Act 67 changes or casts doubt upon several longstanding practices associated with conditional use regulations and proceedings. Historically, Wisconsin courts have upheld ordinances that contained generalized standards allowing the community to consider a proposed conditional use’s impacts on public health, safety, and general welfare. Plan commissions and governing bodies have had the right to consider a broad range of testimony from concerned citizens. Communities have had the right say no to a proposed conditional use, if the applicant failed to convince the community that the proposed use met specified community standards. The Act alters all of these practices.
First, the Act requires that standards governing conditional uses be “reasonable and, to the extent practicable, measurable….” This new requirement is certain to spark litigation. We anticipate legal challenges to generalized health, safety, and welfare standards that are common in zoning codes but leave significant discretion to municipal decision-makers. Especially in the short-term, communities will likely struggle to identify standards that will withstand legal scrutiny when challenged under the Act. Even before the courts weight in, it is clear that the Act reduces the flexibility local governments had under prior law.
Second, the Act prohibits a community from basing a conditional use permit decision on “personal preferences or speculation.” Much public testimony will be subject to challenge under this language. Public testimony from citizens about the impact of a proposed conditional use will be off-limits, unless it is directly tied to “reasonable” and “measurable” standards. The Act enables permit applicants to challenge adverse public testimony on the theory that it improperly expresses personal preferences or contains speculative personal opinions. Members of the public are not always experts in science or the law, and it may prove difficult for many to provide testimony that meets the requirements of the Act.
Third, the Act instructs that, where an applicant “meets or agrees to meet all of the requirements and conditions specified” in the ordinance or imposed by the decision-maker, the conditional use permit must be granted. This language appears to put the burden on the community to prove that a proposed conditional use cannot meet “reasonable” and “measurable” standards. This reverses prior law, which placed the burden on the applicant to show that it would meet the community’s standards.
In light of these changes, Wisconsin communities will likely reevaluate their ordinances—and even the viability of conditional use regulations. The Act may significantly decrease the incidence of the conditional use process. It may prove much easier for local governments to delete potentially objectionable land uses from their zoning codes than to develop new conditional use standards and practices that comply with the Act.
The Act also creates new statutory provisions, Wis. Stat. § 66.10015(4) and § 227.10(2p), that preempt any ordinance, rule, or action requiring lots to be merged without the consent of the owners. Like the treatment of conditional use permits, this is a significant departure from settled law.
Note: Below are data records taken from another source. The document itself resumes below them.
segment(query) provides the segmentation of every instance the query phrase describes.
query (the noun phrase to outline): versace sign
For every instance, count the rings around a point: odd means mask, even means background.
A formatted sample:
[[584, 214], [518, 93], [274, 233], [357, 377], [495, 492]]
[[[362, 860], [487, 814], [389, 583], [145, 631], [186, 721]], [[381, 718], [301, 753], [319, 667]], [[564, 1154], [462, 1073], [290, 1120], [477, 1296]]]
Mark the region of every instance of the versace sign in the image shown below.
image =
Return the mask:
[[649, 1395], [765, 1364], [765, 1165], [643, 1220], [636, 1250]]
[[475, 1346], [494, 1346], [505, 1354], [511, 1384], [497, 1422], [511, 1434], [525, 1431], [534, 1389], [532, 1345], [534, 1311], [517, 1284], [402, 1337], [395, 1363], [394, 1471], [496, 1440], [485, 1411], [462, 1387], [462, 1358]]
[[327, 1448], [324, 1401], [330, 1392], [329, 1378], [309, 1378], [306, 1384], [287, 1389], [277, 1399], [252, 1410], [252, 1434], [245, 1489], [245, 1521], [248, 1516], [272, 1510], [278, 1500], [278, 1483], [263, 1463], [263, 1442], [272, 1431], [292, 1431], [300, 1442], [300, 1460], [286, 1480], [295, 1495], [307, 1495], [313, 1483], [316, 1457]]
As the U.S. Supreme Court noted earlier this year, merger provisions are “legitimate exercise[s] of government power, as reflected by [their] consistency with a long history or state and local merger regulations that originated nearly a century ago.” Murr v. Wisconsin, 137 S. Ct. 1933, 1947 (2017). Merger provisions are also widespread in Wisconsin, in use by more than two-thirds of Wisconsin counties. See Brief of Amici Curiae Wis. Counties Ass’n, et al. at 7, Murr v. Wisconsin, No. 15-214 (U.S.) (filed June 16, 2016).
The state’s blanket preemption of merger provisions will remove a major tool that local governments and regulatory agencies have used to reduce the number of properties too small to comply with land-use restrictions. “When States or localities first set a minimum lot size, there often are existing lots that do not meet the new requirements, and so local governments will strive to reduce substandard lots in a gradual manner.” Murr, 137 S. Ct. at 1947. As the Supreme Court recognized, one “classic way of doing this” is “by implementing a merger provision, which combines contiguous substandard lots under common ownership, alongside a grandfather clause, which preserves adjacent substandard lots that are in separate ownership.” Id. The Act’s preemption of merger provisions removes this tool to ameliorate the number of substandard lots.
Moreover, the Act favors substandard lots over minimum lot-size regulations. It creates another new provision, Wis. Stat. § 66.10015(2)(e), which prohibits a local government from taking any action “that prohibits a property owner from…conveying an ownership interest in a substandard lot [or] using a substandard lot as a building site.…” Property regulators are thus restricted in two ways: they cannot restrict the development of properties that do not meet current restrictions and they cannot reduce the number of such properties through merger. Under the new rules, once a property has been created and recognized by law, it is largely immune from later-enacted restrictions on development or sale.
Municipalities should review their ordinances for provisions restricting substandard lots or providing for merger of such lots that are now inconsistent with state law.
While Act 67’s changes are substantial, they do not go as far as the sponsors of the legislation initially proposed. The legislation that became Act 67—2017 Assembly Bill 479—was initially introduced as an effort to reverse the outcome in Murr. There, Wisconsin state courts and then the U.S. Supreme Court affirmed the use of land use regulations and a merger clause as proper exercises of regulatory authority to protect environmentally sensitive land along the shores of the Lower St. Croix River. (For more about the Murr case, go here, here, and here.)
As initially proposed, the responsive legislation sought not only to protect substandard lots but also to adopt by statute a lower legal threshold for a plaintiff to prove that a land-use restriction constituted a government taking that necessitates government compensation of the landowner. The Wisconsin legislature amended the legislative language to remove the takings language. For land-use regulators, this small victory may be cold comfort given the extensive ways the Act limits the tools available to them.